Pues eso alguien tiene o sabe de algun esquema de un detector de wifi.
Gracias


----------



## MaMu (May 8, 2008)

Porque no usas un access point? Yo he conectado un router wifi, con una antena estanco en la terraza de mi casa y me figuraron mas de 15 redes con internet, eso si, la mayoria wep.

Saludos


----------



## Courage_faces (Oct 13, 2008)

claro....utiliza una tarjeta con chipset atheros...y saca tu antena con un par de tramos de LMR-400 y ella sola para las orejitas a todas las redes.

te cuidado porque esto puede ser ilegal en tu pais


----------



## ojosverdes (Ene 4, 2009)

esquemas hay en la red, y si encuentras uno el problema viene en la estabilizacion del circuito(ya que las empresas tienes aparatos, muyyyyyyyyyyyyyyyyyyyyyyyyyy caros para este tipo de tareas), ademas cabe la posibilidad de que no encuentres lo ICs para esta frecuencias ya que maneja frecuencias muy altas a partir de lo 2.4ghz, y si los encuentras han de ser SMD(dispositivos de montaje superficial, por sus siglas en ingles)y que son muy dificiles de soldar y si haces mal las pistas del circuito estas meteran ruido y parasitancia al circuito, por lo que al ultimo tendras algo que no sirve para lo que lo diseñaste, actualmente en el mercado venden unos como a 60 dolares, es mejor comprarte uno hecho.


----------



## Tomasito (Ene 4, 2009)

Esto puede servir, Elektor Nº 163 (Diciembre 1993):






















Click para agrandar.
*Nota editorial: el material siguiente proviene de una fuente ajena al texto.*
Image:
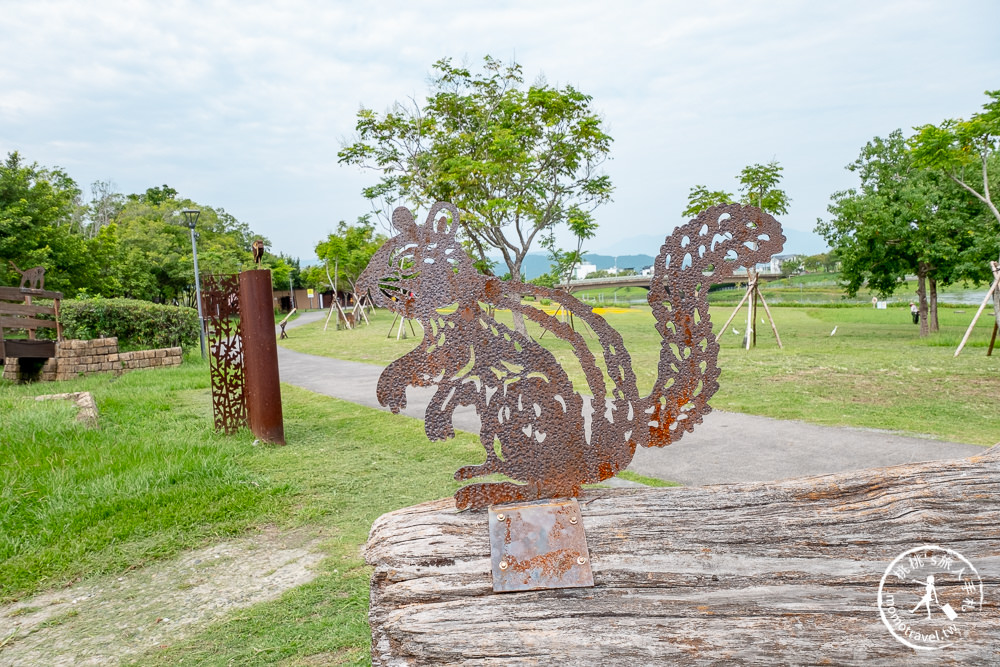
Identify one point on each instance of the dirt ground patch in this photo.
(101, 622)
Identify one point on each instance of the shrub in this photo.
(136, 324)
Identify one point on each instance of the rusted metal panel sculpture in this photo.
(221, 301)
(533, 422)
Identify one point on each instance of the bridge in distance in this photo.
(737, 278)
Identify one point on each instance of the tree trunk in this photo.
(773, 573)
(515, 276)
(922, 298)
(932, 303)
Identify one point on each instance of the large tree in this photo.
(966, 151)
(515, 160)
(902, 219)
(759, 185)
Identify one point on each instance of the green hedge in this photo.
(136, 324)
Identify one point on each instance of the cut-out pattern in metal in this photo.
(534, 428)
(221, 305)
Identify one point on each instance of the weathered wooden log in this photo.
(772, 573)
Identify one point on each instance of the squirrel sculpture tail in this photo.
(704, 251)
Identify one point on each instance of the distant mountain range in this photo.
(535, 264)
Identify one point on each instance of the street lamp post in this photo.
(191, 217)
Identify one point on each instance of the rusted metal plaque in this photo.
(533, 424)
(221, 304)
(539, 545)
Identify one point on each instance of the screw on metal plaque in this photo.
(533, 428)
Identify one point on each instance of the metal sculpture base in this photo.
(538, 545)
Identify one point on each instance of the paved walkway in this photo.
(727, 447)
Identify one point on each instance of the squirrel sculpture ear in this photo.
(442, 223)
(402, 220)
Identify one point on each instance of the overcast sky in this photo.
(244, 105)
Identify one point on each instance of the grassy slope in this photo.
(874, 372)
(155, 480)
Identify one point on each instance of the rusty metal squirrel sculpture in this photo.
(533, 422)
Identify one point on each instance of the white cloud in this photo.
(243, 105)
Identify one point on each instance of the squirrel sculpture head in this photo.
(420, 269)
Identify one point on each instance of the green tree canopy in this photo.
(759, 185)
(38, 208)
(701, 198)
(901, 220)
(516, 161)
(347, 251)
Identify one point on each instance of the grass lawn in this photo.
(154, 480)
(873, 372)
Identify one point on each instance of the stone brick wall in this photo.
(100, 355)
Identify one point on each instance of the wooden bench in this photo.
(17, 312)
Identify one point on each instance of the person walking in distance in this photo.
(929, 592)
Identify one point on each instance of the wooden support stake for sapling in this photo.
(982, 306)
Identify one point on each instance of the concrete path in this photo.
(727, 447)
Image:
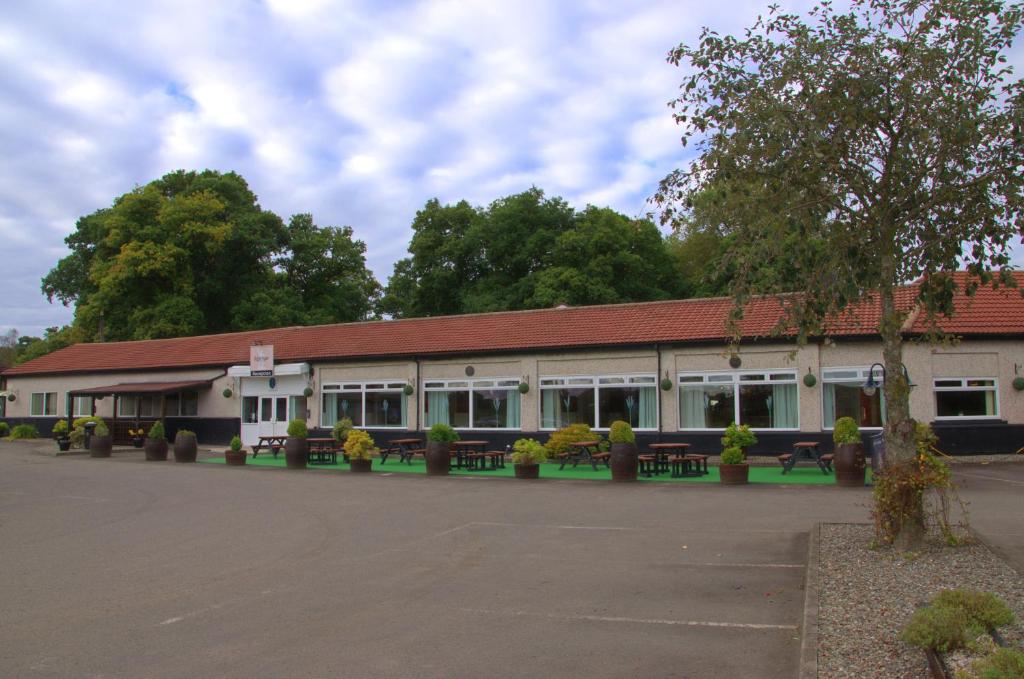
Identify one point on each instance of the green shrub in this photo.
(981, 608)
(298, 429)
(738, 436)
(442, 433)
(60, 429)
(341, 429)
(558, 441)
(846, 431)
(1000, 664)
(733, 456)
(528, 452)
(622, 432)
(24, 431)
(359, 446)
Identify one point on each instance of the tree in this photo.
(866, 149)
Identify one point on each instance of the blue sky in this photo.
(357, 112)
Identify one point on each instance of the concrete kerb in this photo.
(809, 638)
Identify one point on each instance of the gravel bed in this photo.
(866, 596)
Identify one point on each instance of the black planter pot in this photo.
(850, 465)
(438, 458)
(156, 450)
(624, 462)
(296, 453)
(100, 447)
(185, 449)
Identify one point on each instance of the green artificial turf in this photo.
(803, 475)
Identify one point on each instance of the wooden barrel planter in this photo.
(624, 461)
(156, 450)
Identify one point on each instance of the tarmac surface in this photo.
(125, 568)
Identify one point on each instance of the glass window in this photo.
(969, 397)
(763, 400)
(43, 404)
(597, 401)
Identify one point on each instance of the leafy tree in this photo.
(864, 149)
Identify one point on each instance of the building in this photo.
(664, 367)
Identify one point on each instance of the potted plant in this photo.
(850, 462)
(184, 446)
(359, 450)
(526, 458)
(296, 447)
(235, 456)
(100, 442)
(60, 434)
(733, 469)
(438, 455)
(156, 444)
(624, 452)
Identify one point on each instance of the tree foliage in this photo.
(861, 150)
(527, 251)
(194, 253)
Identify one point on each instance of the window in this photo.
(843, 395)
(966, 397)
(44, 404)
(598, 401)
(472, 404)
(377, 405)
(763, 400)
(81, 406)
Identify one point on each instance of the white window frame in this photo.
(363, 387)
(454, 385)
(994, 388)
(49, 398)
(555, 382)
(722, 378)
(828, 377)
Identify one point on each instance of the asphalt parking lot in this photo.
(125, 568)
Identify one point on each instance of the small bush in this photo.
(528, 452)
(733, 456)
(622, 432)
(442, 433)
(24, 431)
(341, 429)
(558, 441)
(738, 436)
(846, 431)
(359, 446)
(298, 429)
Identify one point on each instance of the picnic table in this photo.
(806, 451)
(585, 451)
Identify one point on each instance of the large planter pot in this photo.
(361, 466)
(99, 447)
(734, 474)
(438, 458)
(850, 464)
(156, 450)
(624, 462)
(527, 471)
(296, 453)
(235, 458)
(184, 449)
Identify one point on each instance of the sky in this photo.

Te recorté de las paginas 48 a la 53 que es donde habla de lo interesante.


Salu2!


----------



## capitanp (Ene 22, 2009)

YouTube - Broadcast Yourself.


----------



## Sultan of swing (May 15, 2009)

por casualidad no tiene un circuito del router wifi para hacer en casa?


----------



## Tomasito (May 15, 2009)

Querés hacer un router WiFi?

Preguntale a Maravillasaudio, seguo que hace routers WiFi de 600w


----------